La Serena and Valle de Elqui: not quite serene, not quite the birthplace of pisco

There’s a lot of Catholics in South America. The 29 churches aloneĀ in the city of La Serena is somewhat of a testament to that fact.

I imagined La Serena would look, feel, and smell like a seaside town. It didn’t. I did actually think it would be pretty serene and, it wasn’t. But it had churches. Lots of them.

La Serena

There was a beach and, I imagine, it’s a really nice beach to visit in the summer. It went on for miles but, having spent almost 2 years in Oz and seen the empty beaches of Thailand, I’m pretty spoiled when it comes to beaches.

La Serena

We didn’t stay in La Serena. The main attraction seemed to be elsewhere, anyway. So we headed for Valle de Elqui, also known as “Pisco Elqui.” A pair of 2-hour bus rides later, we found ourselves in a small town situated in a valley between the Andes, surrounded by pisco vines and mountains of quartz in every direction.

The farmers here are also very tactical in how they’ve set up the vineyards. The largest reservoir in the region, embalse puclaro – an artificial lake where windsurfing and kitesurfing is very common – can bring damaging winds to the nearby valley. Trees are lined up as hedges, along with protective nets that break strong gusts of wind.
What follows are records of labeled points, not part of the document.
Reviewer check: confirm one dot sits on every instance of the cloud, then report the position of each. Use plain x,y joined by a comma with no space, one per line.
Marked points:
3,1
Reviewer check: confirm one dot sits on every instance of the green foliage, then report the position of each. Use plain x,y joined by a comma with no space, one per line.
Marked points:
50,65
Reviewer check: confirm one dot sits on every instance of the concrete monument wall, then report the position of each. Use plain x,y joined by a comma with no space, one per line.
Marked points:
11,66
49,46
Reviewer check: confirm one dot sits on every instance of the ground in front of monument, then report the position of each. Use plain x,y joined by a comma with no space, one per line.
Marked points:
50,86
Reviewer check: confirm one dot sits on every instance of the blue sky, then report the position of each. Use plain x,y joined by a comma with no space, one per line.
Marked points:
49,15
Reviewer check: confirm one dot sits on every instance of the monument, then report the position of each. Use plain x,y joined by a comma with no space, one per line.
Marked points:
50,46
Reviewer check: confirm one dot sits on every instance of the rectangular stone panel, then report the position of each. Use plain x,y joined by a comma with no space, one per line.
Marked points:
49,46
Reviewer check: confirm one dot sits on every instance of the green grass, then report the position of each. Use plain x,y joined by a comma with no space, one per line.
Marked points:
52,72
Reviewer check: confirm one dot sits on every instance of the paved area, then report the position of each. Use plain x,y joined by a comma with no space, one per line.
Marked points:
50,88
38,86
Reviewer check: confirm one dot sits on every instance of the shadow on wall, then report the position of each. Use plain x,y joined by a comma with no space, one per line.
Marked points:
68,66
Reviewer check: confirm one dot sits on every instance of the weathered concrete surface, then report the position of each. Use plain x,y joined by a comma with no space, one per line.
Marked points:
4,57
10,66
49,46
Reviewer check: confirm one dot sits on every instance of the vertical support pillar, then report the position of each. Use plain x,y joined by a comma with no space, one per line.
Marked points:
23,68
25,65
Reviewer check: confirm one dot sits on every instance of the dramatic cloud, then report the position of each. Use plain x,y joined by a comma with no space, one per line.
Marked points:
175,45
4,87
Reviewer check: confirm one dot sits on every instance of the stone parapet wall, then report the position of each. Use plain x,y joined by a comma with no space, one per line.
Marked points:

Pisco Elqui is also known for having “the clearest skies in the world.” South America’s biggest space observatories are within relatively short driving distance from the valley and it’s worthwhile to visit one like Mamalluca Observatory to check it out.

Cerro Mayu in Moonlight

Just remember that it’s a sleepy town. So don’t be surprised if you find yourself spending an afternoon eating Argentinian asado and drinking cheap beer in a homey secluded little place like Sabor a Color.